Cavallo abuse too loud to ignore say Reds

Ed Jackson |

Josh Cavallo has called out crowd members making homophobic comments during an A-League game.
Josh Cavallo has called out crowd members making homophobic comments during an A-League game.

He’s been receiving abuse online and at matches since his highly public coming out in October, but the level of abuse directed at Josh Cavallo from the stands at Saturday’s A-League Men fixture at AAMI Park could not be ignored by the openly gay footballer.

Cavallo called out the homophobic abuse from the crowd late in Adelaide’s 1-1 draw with Melbourne Victory, saying he had “no words” to describe his disappointment in an Instagram post on Sunday.

In response league officials, Victory and AAMI Park are investigating and promising sanctions for any individual identified.
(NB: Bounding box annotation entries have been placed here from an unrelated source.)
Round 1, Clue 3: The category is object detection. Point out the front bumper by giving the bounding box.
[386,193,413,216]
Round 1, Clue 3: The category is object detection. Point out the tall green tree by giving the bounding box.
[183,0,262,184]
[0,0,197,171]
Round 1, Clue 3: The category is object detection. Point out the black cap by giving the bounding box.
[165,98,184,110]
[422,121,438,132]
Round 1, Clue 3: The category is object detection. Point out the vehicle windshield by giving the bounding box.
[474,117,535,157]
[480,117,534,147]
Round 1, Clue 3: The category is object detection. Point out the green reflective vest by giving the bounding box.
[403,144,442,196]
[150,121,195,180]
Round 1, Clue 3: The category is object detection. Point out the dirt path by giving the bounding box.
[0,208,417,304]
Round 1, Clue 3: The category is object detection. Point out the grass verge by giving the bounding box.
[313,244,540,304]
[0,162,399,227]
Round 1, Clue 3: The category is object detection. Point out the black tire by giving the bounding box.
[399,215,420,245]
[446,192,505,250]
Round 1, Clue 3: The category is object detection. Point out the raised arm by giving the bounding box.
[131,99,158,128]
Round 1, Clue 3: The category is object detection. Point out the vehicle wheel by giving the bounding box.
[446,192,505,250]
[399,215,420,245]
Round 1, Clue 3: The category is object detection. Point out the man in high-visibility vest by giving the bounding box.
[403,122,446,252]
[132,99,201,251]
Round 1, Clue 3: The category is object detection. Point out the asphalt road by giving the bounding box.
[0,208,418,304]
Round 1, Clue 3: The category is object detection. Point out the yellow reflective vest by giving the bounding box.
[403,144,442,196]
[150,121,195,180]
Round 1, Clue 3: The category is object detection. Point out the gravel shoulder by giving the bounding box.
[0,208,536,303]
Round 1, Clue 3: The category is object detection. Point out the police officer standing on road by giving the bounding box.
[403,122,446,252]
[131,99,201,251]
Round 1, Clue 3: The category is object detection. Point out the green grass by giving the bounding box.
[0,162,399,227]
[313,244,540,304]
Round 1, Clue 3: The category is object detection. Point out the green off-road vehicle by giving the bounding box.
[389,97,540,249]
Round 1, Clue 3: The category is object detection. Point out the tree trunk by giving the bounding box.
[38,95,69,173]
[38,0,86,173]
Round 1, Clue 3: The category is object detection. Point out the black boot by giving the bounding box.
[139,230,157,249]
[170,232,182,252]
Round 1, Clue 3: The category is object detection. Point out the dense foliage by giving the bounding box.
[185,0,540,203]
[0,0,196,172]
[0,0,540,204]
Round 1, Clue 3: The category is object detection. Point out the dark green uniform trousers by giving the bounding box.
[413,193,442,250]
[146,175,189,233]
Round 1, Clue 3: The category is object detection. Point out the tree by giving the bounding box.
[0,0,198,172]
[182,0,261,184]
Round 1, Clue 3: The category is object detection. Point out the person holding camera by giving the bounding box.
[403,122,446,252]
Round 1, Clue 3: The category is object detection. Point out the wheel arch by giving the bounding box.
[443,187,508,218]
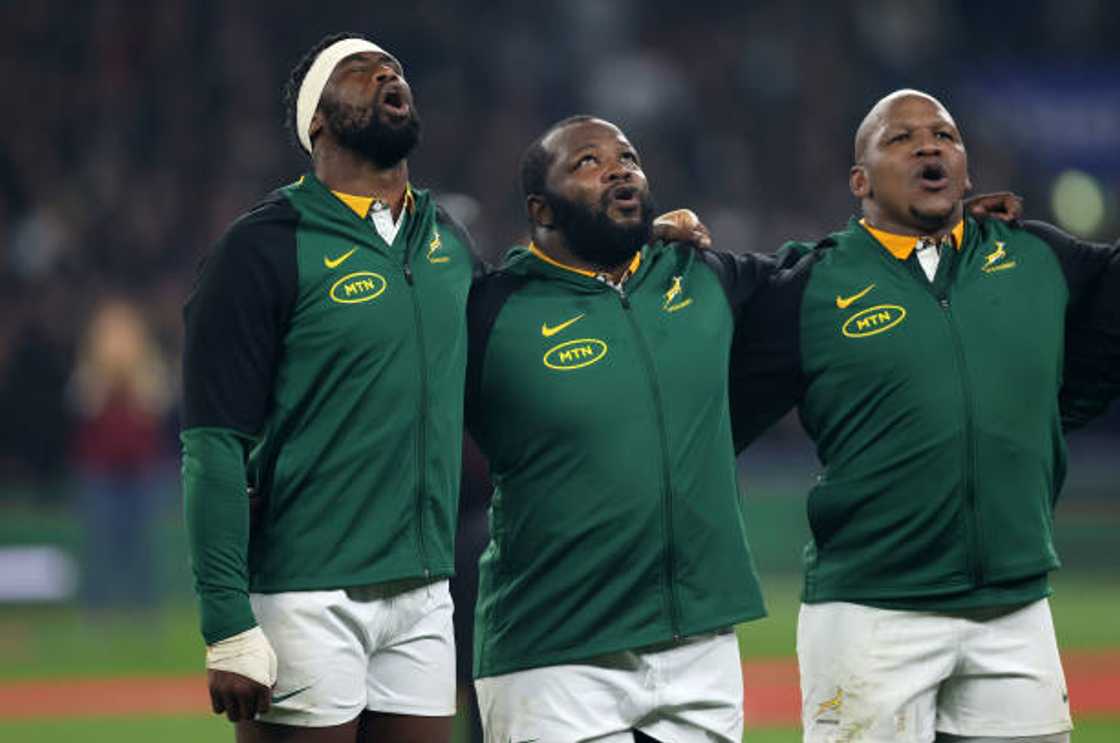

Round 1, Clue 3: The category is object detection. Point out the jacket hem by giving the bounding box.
[474,606,766,678]
[249,565,455,593]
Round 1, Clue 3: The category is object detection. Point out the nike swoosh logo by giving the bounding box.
[837,284,875,309]
[272,684,312,704]
[541,313,584,338]
[323,248,357,268]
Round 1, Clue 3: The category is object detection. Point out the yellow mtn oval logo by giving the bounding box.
[330,271,389,305]
[544,338,607,371]
[841,305,906,338]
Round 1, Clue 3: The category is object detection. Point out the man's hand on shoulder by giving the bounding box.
[206,626,277,723]
[964,191,1023,222]
[653,208,711,250]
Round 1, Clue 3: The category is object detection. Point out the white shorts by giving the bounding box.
[250,579,455,727]
[797,598,1073,743]
[475,631,743,743]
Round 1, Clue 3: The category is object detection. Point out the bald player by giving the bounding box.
[731,90,1120,743]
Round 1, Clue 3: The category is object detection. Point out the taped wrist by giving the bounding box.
[206,626,277,687]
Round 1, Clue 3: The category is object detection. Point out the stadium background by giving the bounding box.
[0,0,1120,743]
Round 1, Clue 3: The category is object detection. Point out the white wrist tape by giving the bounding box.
[296,38,385,155]
[206,626,277,687]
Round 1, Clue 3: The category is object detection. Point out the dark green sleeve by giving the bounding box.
[1023,222,1120,430]
[179,428,256,643]
[180,192,298,643]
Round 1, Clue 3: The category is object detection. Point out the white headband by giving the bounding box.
[296,38,389,155]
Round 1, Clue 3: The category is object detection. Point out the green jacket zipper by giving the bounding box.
[615,288,681,640]
[401,255,431,578]
[905,249,983,586]
[937,296,983,585]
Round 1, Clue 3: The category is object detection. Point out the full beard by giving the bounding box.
[544,192,655,270]
[320,100,420,170]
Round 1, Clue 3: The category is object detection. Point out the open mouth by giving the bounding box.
[917,162,949,191]
[607,185,642,211]
[380,83,411,118]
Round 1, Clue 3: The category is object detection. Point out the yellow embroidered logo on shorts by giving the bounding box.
[661,276,692,313]
[840,305,906,338]
[542,338,607,371]
[813,687,843,717]
[980,240,1016,273]
[330,271,389,305]
[428,227,451,263]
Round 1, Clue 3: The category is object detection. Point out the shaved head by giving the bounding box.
[855,87,955,162]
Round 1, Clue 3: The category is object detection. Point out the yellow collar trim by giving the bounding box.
[859,217,964,261]
[330,183,417,220]
[529,242,642,284]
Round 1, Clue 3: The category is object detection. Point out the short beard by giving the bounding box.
[319,99,420,170]
[544,191,656,270]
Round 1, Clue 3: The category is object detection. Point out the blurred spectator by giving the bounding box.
[69,299,171,609]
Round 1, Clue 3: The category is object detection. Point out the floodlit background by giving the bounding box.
[0,0,1120,743]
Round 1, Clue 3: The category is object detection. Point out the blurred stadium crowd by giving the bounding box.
[0,0,1120,485]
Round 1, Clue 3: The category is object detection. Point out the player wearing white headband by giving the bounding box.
[181,35,475,743]
[181,34,712,743]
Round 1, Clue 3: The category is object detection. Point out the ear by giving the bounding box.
[848,165,871,199]
[525,194,556,230]
[307,110,324,141]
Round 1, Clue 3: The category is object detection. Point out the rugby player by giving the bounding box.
[467,117,788,743]
[731,90,1120,743]
[181,34,703,743]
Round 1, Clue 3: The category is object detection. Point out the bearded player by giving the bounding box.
[183,34,707,742]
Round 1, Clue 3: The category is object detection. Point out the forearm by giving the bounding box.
[180,428,256,644]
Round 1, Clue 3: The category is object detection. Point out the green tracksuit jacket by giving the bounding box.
[181,175,474,642]
[731,220,1120,610]
[467,245,771,677]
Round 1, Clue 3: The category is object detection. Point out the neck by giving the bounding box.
[533,229,633,282]
[864,201,964,240]
[311,142,409,220]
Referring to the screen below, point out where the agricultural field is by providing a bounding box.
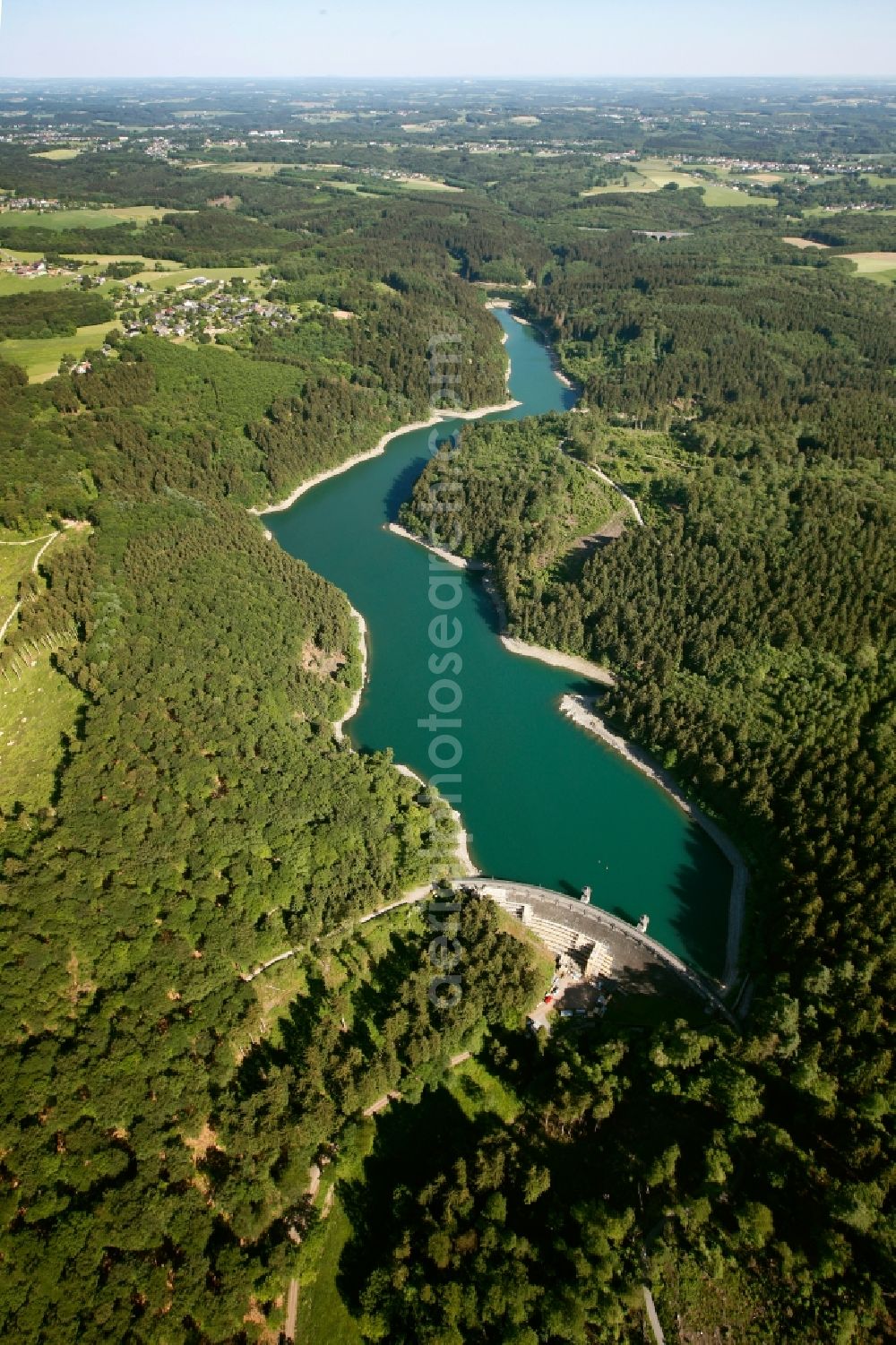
[32,148,81,164]
[185,160,286,177]
[0,271,78,297]
[118,266,266,290]
[781,238,830,252]
[3,206,172,234]
[0,322,115,384]
[395,177,463,191]
[840,253,896,285]
[582,159,775,206]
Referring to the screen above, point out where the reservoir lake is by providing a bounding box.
[265,309,732,977]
Reds chief executive Nathan Kosmina said Cavallo had been dealing with constant abuse since making international headlines in October when he came out via social media and the club’s online channels.

Kosmina said the “resilient” 22-year-old had been dealing well with the situation and was in a good headspace but the scale of Saturday’s abuse meant both player and club had to call it out.

“We had a discussion about the inevitability of this before 27 October,” Kosmina said.

“He’s arguably the highest profile men’s player in the A-League now, in terms of his global reach of his name and brand. 

“Our sport being global (that) means that he gets comments from all over the world. The majority are positive but there’s an element that is negative. 

“He knows the good and the bad that come with it, this was a bridge too far in terms of the quantum of comments.

“Just went beyond what was acceptable.

“It’s never acceptable but it was just the collective voice coming out of that stand which Josh and we can’t tolerate.”

Kosmina said the abuse occurred as Cavallo was making his way past the stadium’s northern stand having been substituted out of the game.

Officials are using Cavallo’s account to scour both broadcast and CCTV footage in an attempt to identify individuals.

“Where this went a little too far was the quantum of it,” Kosmina said.

“It wasn’t an individual, it was more of a collective voice coming out of that northern stand and he said basically ‘enough’s enough, I’m calling this out’ and we’re right behind Josh.

“He’s in a good headspace but, as anyone would be, being abused online or in-person is obviously not a pleasant experience.”

Kosmina, who said Adelaide were looking to arrange a pride game in February to promote inclusion in professional sport, had a direct message to anyone engaging in the abuse.

“We don’t want you in our game. It’s as simple as that,” he said.

“It’s an element that needs to be weaned out. 20-30 years ago this is the sort of language that was probably more common, now it’s not acceptable.

“I don’t want my young boys at a game where abuse is being hurled from the stands. I don’t think any families do.”